日本が誇るピュアスポーツカー
マツダRX-7といえば、ロータリーエンジンを搭載した伝説の名車です。軽量でコンパクトなエンジンをフロントミッドに搭載し、前後重量配分を50:50にしたハンドリングマシンです。
今回はその中でも特別な最終モデル、スピリットRタイプAを試乗インプレッションします。
マツダRX-7(FD3S)スピリットRタイプAのデザイン
今見ても美しいと思います。フロントはリトラクタブルライトだからこそこの低さ、薄さを実現しています。この時代のデザインの最高峰だと私は思います。
RX-7(FD3S)最終モデルのスピリットRタイプAは専用のBBSアルミホイールとサイドのバッジがあしらわれています。
レッドキャリパーでドリルドディスク。

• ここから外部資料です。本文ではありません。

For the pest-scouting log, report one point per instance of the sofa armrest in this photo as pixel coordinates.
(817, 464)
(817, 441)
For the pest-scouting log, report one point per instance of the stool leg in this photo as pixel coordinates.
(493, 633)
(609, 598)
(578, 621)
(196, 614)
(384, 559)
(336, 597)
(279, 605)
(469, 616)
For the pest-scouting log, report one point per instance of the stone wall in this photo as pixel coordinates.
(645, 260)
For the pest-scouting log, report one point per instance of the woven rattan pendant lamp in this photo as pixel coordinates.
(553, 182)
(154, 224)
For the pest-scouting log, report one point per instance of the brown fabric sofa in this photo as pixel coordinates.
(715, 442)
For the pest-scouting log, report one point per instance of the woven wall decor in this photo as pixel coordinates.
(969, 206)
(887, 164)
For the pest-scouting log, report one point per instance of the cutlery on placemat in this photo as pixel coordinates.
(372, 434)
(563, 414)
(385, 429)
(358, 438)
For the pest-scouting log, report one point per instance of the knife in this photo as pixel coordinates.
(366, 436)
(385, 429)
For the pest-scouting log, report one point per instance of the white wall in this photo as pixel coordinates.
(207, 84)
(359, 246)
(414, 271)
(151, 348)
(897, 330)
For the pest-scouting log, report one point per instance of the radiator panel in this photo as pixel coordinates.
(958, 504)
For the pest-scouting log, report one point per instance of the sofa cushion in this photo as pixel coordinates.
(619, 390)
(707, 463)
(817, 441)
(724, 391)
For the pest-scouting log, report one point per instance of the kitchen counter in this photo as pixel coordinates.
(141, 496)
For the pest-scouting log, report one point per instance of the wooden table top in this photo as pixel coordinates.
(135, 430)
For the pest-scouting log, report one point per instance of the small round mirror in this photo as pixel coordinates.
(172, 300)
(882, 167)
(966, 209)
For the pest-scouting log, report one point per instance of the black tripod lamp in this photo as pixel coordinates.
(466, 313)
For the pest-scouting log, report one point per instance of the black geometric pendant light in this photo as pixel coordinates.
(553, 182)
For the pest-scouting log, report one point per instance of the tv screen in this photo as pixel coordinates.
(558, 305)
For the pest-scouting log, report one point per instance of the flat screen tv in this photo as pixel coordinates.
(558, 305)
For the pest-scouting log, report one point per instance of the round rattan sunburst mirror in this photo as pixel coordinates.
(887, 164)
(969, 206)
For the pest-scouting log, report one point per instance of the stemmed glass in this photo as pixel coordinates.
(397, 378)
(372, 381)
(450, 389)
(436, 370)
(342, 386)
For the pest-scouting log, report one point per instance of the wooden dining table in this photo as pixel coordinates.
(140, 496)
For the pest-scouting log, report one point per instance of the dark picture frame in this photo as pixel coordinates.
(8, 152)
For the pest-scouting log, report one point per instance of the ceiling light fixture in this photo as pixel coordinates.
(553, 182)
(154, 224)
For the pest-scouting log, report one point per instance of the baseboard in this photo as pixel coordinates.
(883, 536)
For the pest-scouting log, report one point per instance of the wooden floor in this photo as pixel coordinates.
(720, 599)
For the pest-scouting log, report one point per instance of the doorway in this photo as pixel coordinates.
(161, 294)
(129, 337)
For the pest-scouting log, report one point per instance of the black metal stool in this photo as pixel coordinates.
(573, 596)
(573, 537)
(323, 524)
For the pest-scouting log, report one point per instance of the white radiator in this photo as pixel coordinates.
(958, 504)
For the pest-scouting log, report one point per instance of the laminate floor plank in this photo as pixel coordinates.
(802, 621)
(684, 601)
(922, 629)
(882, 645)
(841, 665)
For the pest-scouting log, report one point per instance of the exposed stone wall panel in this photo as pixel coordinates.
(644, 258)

ホイールカラーはタイプAだけがガンメタです。
テールライトは今流行りのガーニッシュスタイルとも言えます。テールライトは丸型の左右3灯ずつでミステリアスな感じです。
このプリッとしたお尻のラインがとにかくエロくて可愛いです。ポルシェにも、フェラーリにもないラインだと思います。マツダは今も良いデザインのクルマを数多く出していますが、RX-7は特別です。

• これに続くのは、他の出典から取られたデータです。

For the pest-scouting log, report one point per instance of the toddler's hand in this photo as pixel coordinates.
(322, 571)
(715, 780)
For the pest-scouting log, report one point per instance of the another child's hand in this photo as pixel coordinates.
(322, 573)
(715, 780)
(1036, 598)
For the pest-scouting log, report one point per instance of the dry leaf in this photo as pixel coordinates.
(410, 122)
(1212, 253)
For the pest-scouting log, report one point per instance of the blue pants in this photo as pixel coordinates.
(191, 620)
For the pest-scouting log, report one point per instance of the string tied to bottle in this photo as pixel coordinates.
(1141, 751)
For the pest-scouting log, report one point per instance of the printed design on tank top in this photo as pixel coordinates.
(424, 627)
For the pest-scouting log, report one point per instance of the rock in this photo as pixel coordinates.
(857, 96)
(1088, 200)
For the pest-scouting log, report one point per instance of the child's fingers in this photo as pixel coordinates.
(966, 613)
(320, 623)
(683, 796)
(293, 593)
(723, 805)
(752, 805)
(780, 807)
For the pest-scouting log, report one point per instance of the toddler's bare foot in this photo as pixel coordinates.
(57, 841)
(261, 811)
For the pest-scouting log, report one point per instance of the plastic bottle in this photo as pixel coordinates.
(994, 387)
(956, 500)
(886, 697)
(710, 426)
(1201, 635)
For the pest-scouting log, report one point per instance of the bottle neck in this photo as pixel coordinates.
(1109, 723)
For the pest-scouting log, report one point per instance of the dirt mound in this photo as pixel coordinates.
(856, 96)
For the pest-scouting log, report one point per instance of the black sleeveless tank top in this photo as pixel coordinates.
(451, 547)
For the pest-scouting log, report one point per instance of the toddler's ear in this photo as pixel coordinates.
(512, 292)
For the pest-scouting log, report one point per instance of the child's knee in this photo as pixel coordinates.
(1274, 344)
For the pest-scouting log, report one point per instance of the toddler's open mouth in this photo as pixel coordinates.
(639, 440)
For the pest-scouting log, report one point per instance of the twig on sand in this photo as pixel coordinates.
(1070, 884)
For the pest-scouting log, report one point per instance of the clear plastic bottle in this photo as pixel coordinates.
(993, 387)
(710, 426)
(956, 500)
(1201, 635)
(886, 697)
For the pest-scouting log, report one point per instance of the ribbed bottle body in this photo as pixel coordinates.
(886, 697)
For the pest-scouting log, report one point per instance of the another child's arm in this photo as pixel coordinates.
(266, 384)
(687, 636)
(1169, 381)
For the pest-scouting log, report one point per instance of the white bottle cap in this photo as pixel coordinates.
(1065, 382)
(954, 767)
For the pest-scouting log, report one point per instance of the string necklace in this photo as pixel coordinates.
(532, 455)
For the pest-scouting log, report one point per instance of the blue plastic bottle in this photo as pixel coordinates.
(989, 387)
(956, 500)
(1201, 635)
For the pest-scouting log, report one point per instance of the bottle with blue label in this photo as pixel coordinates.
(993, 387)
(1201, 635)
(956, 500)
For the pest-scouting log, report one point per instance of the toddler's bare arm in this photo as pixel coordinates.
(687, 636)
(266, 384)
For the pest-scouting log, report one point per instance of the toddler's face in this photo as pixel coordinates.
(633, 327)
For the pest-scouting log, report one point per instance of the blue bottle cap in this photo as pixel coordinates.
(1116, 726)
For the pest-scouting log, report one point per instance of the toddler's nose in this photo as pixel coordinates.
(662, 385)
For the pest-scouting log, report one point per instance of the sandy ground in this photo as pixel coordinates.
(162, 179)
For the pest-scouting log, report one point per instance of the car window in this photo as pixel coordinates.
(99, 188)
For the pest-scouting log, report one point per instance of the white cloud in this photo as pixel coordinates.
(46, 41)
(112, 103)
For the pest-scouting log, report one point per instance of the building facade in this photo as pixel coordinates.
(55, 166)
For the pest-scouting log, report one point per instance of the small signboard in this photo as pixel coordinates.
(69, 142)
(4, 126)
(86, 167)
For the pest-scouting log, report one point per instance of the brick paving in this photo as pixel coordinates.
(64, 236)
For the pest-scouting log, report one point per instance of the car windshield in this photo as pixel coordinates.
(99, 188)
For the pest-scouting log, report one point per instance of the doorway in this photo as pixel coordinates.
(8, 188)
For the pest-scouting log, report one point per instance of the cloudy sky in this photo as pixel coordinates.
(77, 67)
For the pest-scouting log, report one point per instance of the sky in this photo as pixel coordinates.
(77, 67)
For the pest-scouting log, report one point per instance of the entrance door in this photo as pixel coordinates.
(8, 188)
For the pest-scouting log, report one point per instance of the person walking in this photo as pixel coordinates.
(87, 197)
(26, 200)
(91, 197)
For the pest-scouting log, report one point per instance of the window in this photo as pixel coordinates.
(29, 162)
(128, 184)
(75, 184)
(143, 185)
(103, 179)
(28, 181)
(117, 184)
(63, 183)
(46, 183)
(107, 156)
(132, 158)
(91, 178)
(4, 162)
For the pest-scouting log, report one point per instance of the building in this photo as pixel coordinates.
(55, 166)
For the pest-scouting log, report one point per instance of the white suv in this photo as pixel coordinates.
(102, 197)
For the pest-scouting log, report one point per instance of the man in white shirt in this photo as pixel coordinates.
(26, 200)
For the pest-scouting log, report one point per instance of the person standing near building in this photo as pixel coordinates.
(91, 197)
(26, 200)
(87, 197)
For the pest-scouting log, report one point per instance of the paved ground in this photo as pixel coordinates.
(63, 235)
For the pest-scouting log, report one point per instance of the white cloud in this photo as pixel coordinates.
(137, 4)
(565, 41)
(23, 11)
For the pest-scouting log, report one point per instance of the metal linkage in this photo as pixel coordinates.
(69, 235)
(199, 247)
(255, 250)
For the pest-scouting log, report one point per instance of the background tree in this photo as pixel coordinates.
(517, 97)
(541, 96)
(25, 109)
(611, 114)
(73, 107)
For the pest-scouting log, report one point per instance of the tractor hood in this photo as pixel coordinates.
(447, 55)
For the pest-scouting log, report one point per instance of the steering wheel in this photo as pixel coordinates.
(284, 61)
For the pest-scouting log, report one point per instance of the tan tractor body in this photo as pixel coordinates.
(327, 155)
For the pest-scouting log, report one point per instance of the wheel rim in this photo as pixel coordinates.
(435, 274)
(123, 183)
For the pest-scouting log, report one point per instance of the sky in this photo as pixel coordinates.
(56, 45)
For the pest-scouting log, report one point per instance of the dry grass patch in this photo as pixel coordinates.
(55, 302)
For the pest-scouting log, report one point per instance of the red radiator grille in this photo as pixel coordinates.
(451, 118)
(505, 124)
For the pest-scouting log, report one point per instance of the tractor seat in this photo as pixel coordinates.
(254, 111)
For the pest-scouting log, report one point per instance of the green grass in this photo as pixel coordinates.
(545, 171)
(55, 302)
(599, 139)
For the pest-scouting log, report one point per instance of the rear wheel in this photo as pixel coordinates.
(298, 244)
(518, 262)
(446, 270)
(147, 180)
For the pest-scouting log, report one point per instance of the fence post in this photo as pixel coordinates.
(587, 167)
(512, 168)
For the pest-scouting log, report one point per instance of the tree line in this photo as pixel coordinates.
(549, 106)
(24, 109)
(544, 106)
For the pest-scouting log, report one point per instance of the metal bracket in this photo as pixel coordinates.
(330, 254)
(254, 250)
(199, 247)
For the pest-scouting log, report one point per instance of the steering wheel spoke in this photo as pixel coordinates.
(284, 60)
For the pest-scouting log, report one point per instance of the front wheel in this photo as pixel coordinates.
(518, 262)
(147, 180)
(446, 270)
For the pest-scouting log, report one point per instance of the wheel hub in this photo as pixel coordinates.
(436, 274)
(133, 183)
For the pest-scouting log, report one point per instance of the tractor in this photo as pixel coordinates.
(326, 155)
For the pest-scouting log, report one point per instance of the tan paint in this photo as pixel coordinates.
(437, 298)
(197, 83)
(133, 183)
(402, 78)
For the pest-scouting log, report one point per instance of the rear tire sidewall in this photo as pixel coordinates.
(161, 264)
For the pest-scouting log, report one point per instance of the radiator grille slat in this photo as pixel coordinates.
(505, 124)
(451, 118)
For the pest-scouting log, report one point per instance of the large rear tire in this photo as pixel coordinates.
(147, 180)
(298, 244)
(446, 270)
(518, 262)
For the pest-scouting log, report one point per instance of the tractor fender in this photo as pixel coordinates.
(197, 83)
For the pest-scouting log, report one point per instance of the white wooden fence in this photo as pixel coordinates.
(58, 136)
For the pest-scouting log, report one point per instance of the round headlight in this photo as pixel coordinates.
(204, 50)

個人的に昔から好きなポイントはドアノブ。当時のアルファロメオ156でも採用されていましたが、ドアノブが目立たなくなるのでボディラインがより美しく見えるパーツだったりします。
マツダRX-7(FD3S)スピリットRタイプAの内装
ゴールドのRX-7ロゴが迎えてくれます。
ステアリングはナルディ。ボタンは一切なくシンプルながら赤ステッチがアクセントになっています。
この赤ステッチはシフトブーツやサイドブレーキにも共通したデザインです。
ダッシュボードは運転手側に向いています。
スピリットRタイプAの特徴である2脚のレカロ製フルバケットシートも真っ赤。外から見ても特別仕様車であることがわかります。
助手席の足元は穴あきの鉄板。
トランクはかなり薄いです。開口部は広いですが、トランスアクスルなだけあってフロアが高いというのはポルシェ928やAMG GTと共通していますね。補強パーツが入っています。
白いメーターが5つ、一番大きいのがタコメーターというのがピュアスポーツカーというキャラクターを強めています。小さい3つのメータのうち一番上がブースト計です。セカンダリータービンが回ると一気に針が上向きます。
ドアノブが特殊で、ポケットの中のレバーを後ろに引くと開きます。ドアの内張も本当にシンプルで素敵です。
試乗インプレッション
一般道
クラッチはさほど重くもないですし、繋ぎにくいわけではありません。ただ少しアクセルを煽った方が綺麗に走ってくれます。
走り始めると、あっという間に3000rpmを超えます。そのあたりからブースト圧が上がってさらにパワーが出てきます。RX-7(FD3S)のロータリーエンジンは高回転型で、最高出力は6500rpmで280馬力を発揮します。最大トルクも5000rpmで314N・mなので3000rpmでもまだまだ上があります。
シフトアップは最低でも2800rpmほどは必要で、そうでないとガクガクしてしまいます。低回転域ではかなり不安定でとにかく「踏めよ回せよ」とクルマが語りかけてきます。
一般道では、良くて3速しか入らないので大体が1速か2速でぶん回しながら乗ります。乗るというか乗せられているのですがね。アクセルは開度に応じて敏感に反応します。30%くらいのところに踏み心地が重くなるところがあります。一般道ではそこまで踏まず、高速で使うという感じでした。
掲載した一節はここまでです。